When processes are represented or implied in the block diagram, the steps may be performed by one element or a plurality of elements. The steps may be performed together or at different times. The elements that perform the activities may be physically the same or proximate one another, or may be physically separate. One element may perform the actions of more than one block. Audio signals may be encoded or not, and may be transmitted in either digital or analog form. Conventional audio signal processing equipment and operations are in some cases omitted from the drawing.
Embodiments of the systems and methods described above comprise computer components and computer-implemented steps that will be apparent to those skilled in the art. For example, it should be understood by one of skill in the art that the computer-implemented steps may be stored as computer-executable instructions on a computer-readable medium such as, for example, floppy disks, hard disks, optical disks, Flash ROMS, nonvolatile ROM, and RAM. Furthermore, it should be understood by one of skill in the art that the computer-executable instructions may be executed on a variety of processors such as, for example, microprocessors, digital signal processors, gate arrays, etc. For ease of exposition, not every step or element of the systems and methods described above is described herein as part of a computer system, but those skilled in the art will recognize that each step or element may have a corresponding computer system or software component.
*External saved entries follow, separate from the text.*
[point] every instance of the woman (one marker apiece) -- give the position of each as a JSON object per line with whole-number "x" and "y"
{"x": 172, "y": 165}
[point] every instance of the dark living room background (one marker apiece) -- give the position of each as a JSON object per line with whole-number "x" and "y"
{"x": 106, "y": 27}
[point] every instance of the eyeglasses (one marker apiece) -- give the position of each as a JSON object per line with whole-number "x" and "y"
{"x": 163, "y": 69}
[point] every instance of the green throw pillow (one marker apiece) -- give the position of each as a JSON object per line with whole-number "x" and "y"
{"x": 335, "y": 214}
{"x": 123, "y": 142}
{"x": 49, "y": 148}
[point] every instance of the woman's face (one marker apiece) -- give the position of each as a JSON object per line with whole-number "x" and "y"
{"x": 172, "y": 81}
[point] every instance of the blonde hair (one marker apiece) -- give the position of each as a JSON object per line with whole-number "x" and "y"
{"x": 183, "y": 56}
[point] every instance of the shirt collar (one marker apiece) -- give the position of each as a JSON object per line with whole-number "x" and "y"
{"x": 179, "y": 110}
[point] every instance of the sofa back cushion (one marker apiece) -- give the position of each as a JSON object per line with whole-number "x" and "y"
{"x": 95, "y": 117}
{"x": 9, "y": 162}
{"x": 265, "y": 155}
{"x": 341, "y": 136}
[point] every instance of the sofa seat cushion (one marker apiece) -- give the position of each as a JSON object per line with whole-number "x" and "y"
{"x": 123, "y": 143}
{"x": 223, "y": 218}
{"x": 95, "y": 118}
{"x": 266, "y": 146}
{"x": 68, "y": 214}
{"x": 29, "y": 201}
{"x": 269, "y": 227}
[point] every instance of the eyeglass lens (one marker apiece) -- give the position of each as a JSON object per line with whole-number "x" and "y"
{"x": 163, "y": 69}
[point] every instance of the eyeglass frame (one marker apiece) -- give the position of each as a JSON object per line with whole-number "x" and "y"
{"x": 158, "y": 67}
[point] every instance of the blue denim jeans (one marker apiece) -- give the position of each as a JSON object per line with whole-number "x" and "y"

Such computer system and/or software components are therefore enabled by describing their corresponding steps or elements (that is, their functionality).

Claims

A method of operating a binaural hearing assistance system (10;30) that comprises a binaural hearing device that comprises first and second earpieces (16;18), each earpiece adapted to be worn over, on or in one ear, each earpiece comprising an electroacoustic transducer (45;47) that converts an input electrical audio signal for the ear into sound, and at least one microphone (46;48) that converts sound external to the earpieces into an electrical microphone output signal, where the binaural hearing assistance system is adapted to use a binaural beamforming microphone algorithm to process microphone output signals from microphones from both earpieces to create the electrical audio signals that are used to drive the transducers of both earpieces, the method comprising:
detecting when only one of the first and second earpieces is not over, on or in an ear, i.e. it has been dropped; and

in response to detecting when only one of the first and second earpieces is dropped, modifying the binaural beamforming microphone algorithm, said modifying comprising band limiting the microphone output signals from the dropped earpiece.
The method of claim 1, further comprising maintaining the processing of the microphone output signals from the other earpiece.
The method of claim 1 further comprising, in response to detecting when an earpiece is dropped, reducing an output level of the transducer of the dropped earpiece.
The method of claim 1, wherein the binaural hearing assistance system further comprises neckware, and wherein detecting when one of the first and second earpieces is dropped comprises detecting a proximity of the earpiece to the neckware.
The method of claim 1, wherein the binaural hearing assistance system further comprises a digital signal processor that is used to process microphone output signals.